Take this joke for example. ”lacan once said ‘the very foundation of interhuman discourse is misunderstanding.’ what the hell is that supposed to mean you french fag”. that’s by @brendlewhat. You don’t have to know who lacan is or that he’s a psychoanalytic philosopher to understand it
- The language works on its own
What i like about it is also that its so obviosly nothing you reply “lol” to. It’s not that kind of joke, simply, but it still is. Very Louis C.K
- Sure. A good stand-up comic cultivates an atmosphere where his humor makes sense. If you printed out a louis ck stand-up bit verbatim, it wouldn’t be very funny. But when he’s on stage looking as he does and speaking with certain tones, the comedy clicks, you can argue much the same about “weird twitter” and context
Which reminds me about a last thing. When twitter one day ends, like dies, which im sure it will - where will you and weird twitter go?
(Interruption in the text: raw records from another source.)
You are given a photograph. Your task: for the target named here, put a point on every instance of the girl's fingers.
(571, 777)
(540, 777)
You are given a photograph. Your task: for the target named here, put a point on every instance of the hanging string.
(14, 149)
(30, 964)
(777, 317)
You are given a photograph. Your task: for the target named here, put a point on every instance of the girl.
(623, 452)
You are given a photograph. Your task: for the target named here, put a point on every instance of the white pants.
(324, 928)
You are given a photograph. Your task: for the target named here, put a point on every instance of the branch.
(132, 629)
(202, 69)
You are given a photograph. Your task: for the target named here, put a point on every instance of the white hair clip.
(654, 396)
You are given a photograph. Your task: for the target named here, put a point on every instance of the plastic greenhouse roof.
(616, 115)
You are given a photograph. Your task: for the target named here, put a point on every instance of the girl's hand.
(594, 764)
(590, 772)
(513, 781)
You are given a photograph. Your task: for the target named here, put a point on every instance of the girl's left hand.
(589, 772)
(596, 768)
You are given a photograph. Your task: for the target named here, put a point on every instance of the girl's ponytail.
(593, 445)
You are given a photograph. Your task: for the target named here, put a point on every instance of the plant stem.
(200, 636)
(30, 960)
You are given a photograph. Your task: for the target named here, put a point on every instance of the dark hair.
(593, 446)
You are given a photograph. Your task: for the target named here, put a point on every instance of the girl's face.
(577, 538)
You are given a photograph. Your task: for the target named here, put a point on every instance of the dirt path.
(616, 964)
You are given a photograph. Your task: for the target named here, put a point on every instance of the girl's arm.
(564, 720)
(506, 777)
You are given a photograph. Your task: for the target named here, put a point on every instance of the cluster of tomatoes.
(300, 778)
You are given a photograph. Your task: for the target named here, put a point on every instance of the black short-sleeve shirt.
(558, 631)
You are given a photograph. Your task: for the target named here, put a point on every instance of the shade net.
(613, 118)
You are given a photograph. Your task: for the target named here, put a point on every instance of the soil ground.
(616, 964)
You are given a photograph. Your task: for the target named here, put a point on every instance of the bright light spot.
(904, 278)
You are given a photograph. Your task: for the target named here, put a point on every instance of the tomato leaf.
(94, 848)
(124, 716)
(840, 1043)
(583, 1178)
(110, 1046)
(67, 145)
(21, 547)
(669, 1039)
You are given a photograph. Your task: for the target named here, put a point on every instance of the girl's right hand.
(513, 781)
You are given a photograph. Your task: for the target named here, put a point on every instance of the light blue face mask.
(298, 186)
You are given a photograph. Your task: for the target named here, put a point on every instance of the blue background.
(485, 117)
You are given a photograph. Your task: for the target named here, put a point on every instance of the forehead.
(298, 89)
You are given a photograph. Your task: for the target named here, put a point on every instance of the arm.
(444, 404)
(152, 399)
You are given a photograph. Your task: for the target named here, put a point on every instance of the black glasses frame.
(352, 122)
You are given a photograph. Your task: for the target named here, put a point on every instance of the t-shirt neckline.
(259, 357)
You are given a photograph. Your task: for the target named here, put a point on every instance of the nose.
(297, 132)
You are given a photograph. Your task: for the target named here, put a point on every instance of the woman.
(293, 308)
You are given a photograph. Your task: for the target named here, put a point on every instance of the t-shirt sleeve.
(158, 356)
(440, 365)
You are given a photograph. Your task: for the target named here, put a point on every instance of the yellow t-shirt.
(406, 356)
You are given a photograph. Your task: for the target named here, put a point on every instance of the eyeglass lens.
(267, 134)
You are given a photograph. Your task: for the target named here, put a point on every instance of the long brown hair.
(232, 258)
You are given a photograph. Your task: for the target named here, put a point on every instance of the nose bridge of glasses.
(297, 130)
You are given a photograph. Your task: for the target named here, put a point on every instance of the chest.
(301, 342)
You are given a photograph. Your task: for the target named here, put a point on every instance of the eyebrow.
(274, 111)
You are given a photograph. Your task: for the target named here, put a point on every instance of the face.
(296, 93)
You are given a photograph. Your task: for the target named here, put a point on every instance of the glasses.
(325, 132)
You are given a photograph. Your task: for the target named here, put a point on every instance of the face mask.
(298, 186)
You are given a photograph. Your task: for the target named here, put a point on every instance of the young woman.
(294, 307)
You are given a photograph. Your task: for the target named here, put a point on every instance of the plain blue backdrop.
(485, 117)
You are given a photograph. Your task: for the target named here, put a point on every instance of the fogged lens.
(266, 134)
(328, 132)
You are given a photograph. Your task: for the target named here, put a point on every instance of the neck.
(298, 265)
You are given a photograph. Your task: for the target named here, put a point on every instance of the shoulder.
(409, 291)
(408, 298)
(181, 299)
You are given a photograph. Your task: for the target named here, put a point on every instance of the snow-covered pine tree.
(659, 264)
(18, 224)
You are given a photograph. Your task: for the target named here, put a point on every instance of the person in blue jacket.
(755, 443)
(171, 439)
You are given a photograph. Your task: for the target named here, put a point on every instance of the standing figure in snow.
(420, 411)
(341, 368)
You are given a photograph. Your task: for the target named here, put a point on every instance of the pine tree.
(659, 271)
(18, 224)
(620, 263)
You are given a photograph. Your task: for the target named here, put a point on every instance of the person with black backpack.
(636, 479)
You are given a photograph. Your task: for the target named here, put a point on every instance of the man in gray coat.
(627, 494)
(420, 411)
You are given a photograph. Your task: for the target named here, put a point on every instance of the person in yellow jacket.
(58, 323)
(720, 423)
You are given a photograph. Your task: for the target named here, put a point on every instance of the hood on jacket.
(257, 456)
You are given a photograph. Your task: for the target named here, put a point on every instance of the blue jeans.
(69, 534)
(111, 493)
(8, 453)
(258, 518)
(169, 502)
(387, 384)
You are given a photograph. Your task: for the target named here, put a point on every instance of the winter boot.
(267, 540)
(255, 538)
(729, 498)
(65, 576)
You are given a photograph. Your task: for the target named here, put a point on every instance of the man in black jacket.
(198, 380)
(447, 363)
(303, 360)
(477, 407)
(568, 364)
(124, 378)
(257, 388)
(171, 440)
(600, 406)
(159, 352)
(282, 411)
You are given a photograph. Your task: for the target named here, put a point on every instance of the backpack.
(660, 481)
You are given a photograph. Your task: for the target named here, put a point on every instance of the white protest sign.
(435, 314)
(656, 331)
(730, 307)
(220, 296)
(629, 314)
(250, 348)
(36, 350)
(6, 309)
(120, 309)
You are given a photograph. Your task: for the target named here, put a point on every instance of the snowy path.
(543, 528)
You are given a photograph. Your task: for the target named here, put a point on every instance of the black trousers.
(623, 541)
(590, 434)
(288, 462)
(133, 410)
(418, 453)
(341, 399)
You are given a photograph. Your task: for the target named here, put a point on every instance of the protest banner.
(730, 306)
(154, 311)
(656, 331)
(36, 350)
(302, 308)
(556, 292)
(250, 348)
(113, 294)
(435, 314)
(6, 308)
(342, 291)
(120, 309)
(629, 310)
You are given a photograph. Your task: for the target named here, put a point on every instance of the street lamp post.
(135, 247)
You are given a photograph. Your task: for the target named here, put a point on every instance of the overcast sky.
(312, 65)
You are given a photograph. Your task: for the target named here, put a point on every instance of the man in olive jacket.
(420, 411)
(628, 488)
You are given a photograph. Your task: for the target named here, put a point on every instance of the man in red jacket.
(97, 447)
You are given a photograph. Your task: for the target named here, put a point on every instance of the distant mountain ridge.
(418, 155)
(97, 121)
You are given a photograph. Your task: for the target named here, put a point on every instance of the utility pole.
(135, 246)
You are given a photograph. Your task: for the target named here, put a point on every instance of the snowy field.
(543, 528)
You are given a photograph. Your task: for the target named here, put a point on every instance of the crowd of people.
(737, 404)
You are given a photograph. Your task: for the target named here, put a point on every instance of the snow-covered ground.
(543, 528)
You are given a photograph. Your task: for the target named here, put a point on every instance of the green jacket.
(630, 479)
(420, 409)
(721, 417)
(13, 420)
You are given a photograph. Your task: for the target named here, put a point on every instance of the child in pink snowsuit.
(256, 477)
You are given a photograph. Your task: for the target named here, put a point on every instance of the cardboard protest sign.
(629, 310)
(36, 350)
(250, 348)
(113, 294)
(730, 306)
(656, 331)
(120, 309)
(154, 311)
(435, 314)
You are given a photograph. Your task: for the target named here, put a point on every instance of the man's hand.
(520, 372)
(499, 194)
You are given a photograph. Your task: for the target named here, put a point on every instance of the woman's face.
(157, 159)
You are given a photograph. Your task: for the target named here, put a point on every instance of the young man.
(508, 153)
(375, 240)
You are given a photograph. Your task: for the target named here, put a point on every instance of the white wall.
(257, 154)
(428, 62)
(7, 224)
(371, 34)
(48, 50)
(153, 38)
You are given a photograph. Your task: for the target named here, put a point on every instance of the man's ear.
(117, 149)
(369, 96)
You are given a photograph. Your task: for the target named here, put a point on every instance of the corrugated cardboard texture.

- I’d rather not contemplate it. But twitter as a form exists now, and will be supplanted if it ever disappears. And as well, something like the zine can be an organizing point. An “underground” zine isn’t as necessary as it might have been in the 80s when a few people stultified by culture could be truly enlightened by it. But as a cultural option, “weird twitter” and this brand of comedy serves has a valuable and unique place. i think personally that expanding that influence is a good thing
But not the “shit my dad says” way?
- Yes. Most people just imported comedy they were doing elsewhere when they joined twitter, that is why it is not funny and doesn’t work. This is more organic to a point. It has a lot of antecedents, like SA and such, but people individually have different origins and frames of reference - it’s something like a melting pot
Yeah. fun detail: during this whole chat, twilight no 2 has been playing on my TV
- That is awesome
It felt fitting
- I refrain from discussing “weird twitter” in detail, but i’m sure there are good arguments to be made about its social/literary/political/philosophical significance. But that is the work of a critic. I think oscar wilde said the work of the critic is of secondary importance. “The critic has to educate the public; the artist has to educate the critic”. Stepping back and analyzing “weird twitter” isn’t terribly fun or interesting, in part because it’s such a nebulous concept. But cultural products on their own can be analyzed and criticized. So making a zine that functions on its own taking some aspect from “weird twitter,” that’s something i’d like to see discussed.
Yeah i get it, you shouldnt analyze a joke. if you laugh you should never ask why. cause then youll stop laugh
- Right. And it’s a tightrope to walk because you might very well be wrong
“You stop laugh”. Yes, I am Niko Bellic.
- Anyway, we’ll see how things go, but i’m confident that the best years are ahead.